Here is a look at some of the transportation headlines gathered by us and the Metro Library. The full list of headlines is posted on the Library’s Headlines blog, which you can also access via email subscription or RSS feed.
Out for a spin: New York City’s bike sharing program begins (New York Times)

A bike sharing station on (I think) Eighth Avenue in Manhattan in my old ‘hood. Photo by ccho, via Flickr creative commons.
Monday was Day One after a lot of talk, arguing and delays getting the program on two wheels. Take it away, NYT:
By midafternoon, the passing flickers of blue were already ubiquitous — negotiating light taxi traffic in the West Village, hurtling through the protected lanes of Midtown, drifting toward the Brooklyn waterfront.
For the first time, under cooperatively clear skies, New Yorkers sat astride the city’s first new wide-scale public transportation in more than 75 years: a fleet of 6,000 bicycles, part of a system known as Citi Bike, scattered across more than 300 stations in Manhattan below 59th Street and parts of Brooklyn.

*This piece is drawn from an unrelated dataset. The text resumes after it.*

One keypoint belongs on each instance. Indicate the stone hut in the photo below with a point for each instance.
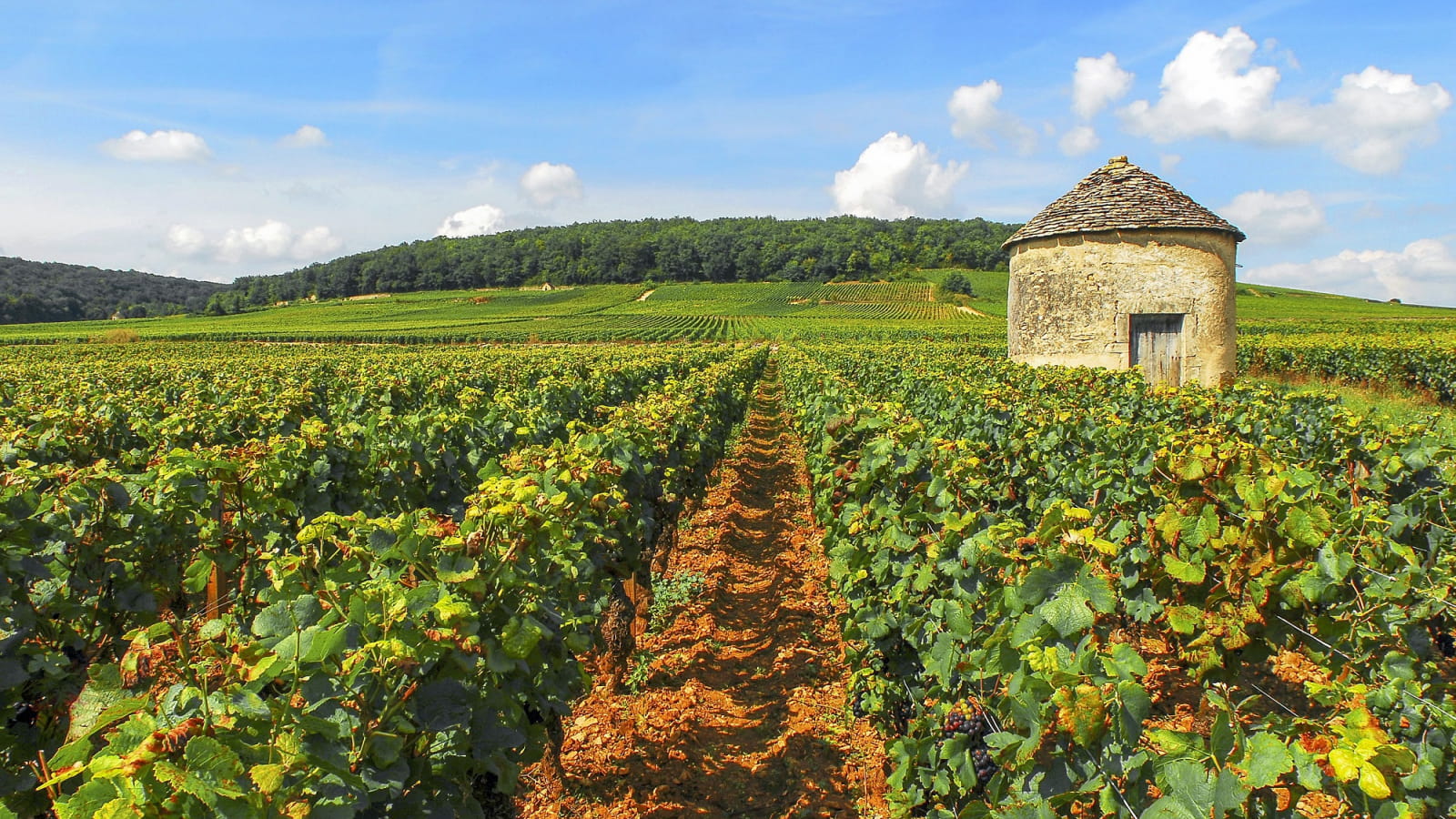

Here’s an article that the Times ran the day before the program launched, speculating on whether the gamble by Mayor Michael Bloomberg will be worth it. Of course, bike sharing is coming to Los Angeles with one of the stations at Union Station. What’cha think, Source readers? Will it work here? Will it work in New York?
In L.A., polishing up the pedways (L.A. Times)

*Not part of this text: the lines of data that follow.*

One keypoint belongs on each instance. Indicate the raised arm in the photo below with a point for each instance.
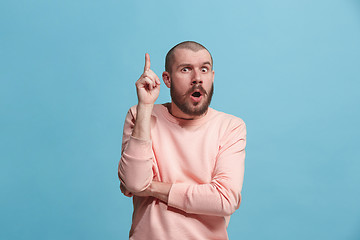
(135, 166)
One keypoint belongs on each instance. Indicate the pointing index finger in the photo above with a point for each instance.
(147, 62)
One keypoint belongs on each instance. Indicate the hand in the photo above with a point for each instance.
(125, 191)
(148, 85)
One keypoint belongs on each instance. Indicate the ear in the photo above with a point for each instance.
(167, 79)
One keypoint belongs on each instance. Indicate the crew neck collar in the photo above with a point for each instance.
(165, 111)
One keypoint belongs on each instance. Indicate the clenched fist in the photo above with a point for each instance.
(148, 85)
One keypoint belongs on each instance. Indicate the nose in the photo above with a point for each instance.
(196, 78)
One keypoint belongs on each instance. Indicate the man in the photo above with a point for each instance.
(183, 162)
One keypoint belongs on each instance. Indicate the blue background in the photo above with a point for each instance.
(290, 69)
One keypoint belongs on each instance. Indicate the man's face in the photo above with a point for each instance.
(192, 78)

This editorial calls for cleaning up the elevated pedways in downtown L.A. that were built with the intention of keeping pedestrians off city streets where they may annoy/mix/get-in-the-way of auto traffic. Graffiti has become a problem on the pedways and security cameras may be one way to help solve the problem.
Lines in the sand (New Yorker)
Climate change specialist Elizabeth Kolbert comments on President Obama’s upcoming decision whether to allow the Keystone Pipeline to be built to carry oil from Canada’s tar sands fields to refineries along the Gulf of Mexico. It’s an enormously controversial issue, pitting those who believe that oil is a better source for oil for the U.S. against those who believe the pipeline would only further our dependence on the fossil fuels that are also fueling climate change.
Kolbert and the New Yorker come out against; Mauna Loa is where the readings were taken showing that carbon dioxide levels in the Earth’s atmosphere have reached levels that are believed to be a high for the past three million years. Excerpt:
Were we to burn through all known fossil-fuel reserves, the results would be unimaginably bleak: major cities would be flooded out, a large portion of the world’s arable land would be transformed into deserts, and the oceans would be turned into liquid dead zones. If we take the future at all seriously, which is to say as a time period that someone is going to have to live in, then we need to leave a big percentage of the planet’s coal and oil and natural gas in the ground. These basic facts have been established for decades, and every President since George Bush senior has vowed to do something to avert catastrophe. The numbers from Mauna Loa show that they have failed.
In rejecting Keystone, President Obama would not solve the underlying problem, which, as pipeline proponents correctly point out, is consumption. Nor would he halt exploitation of the tar sands. But he would put a brake on the process. After all, if getting tar-sands oil to China were easy, the Canadians wouldn’t be applying so much pressure on the White House. Once Keystone is built, there will be no putting the tar back in the sands. The pipeline isn’t inevitable, and it shouldn’t be treated as such. It’s just another step on the march to disaster.
I include these articles in our headlines because while they may not be directly related to transit, there is a growing body of work that shows that taking transit is often an effective way to reduce your carbon footprint. To the best of my knowledge, there are no transit agencies that really promote this — at least directly. If I was the king, they would.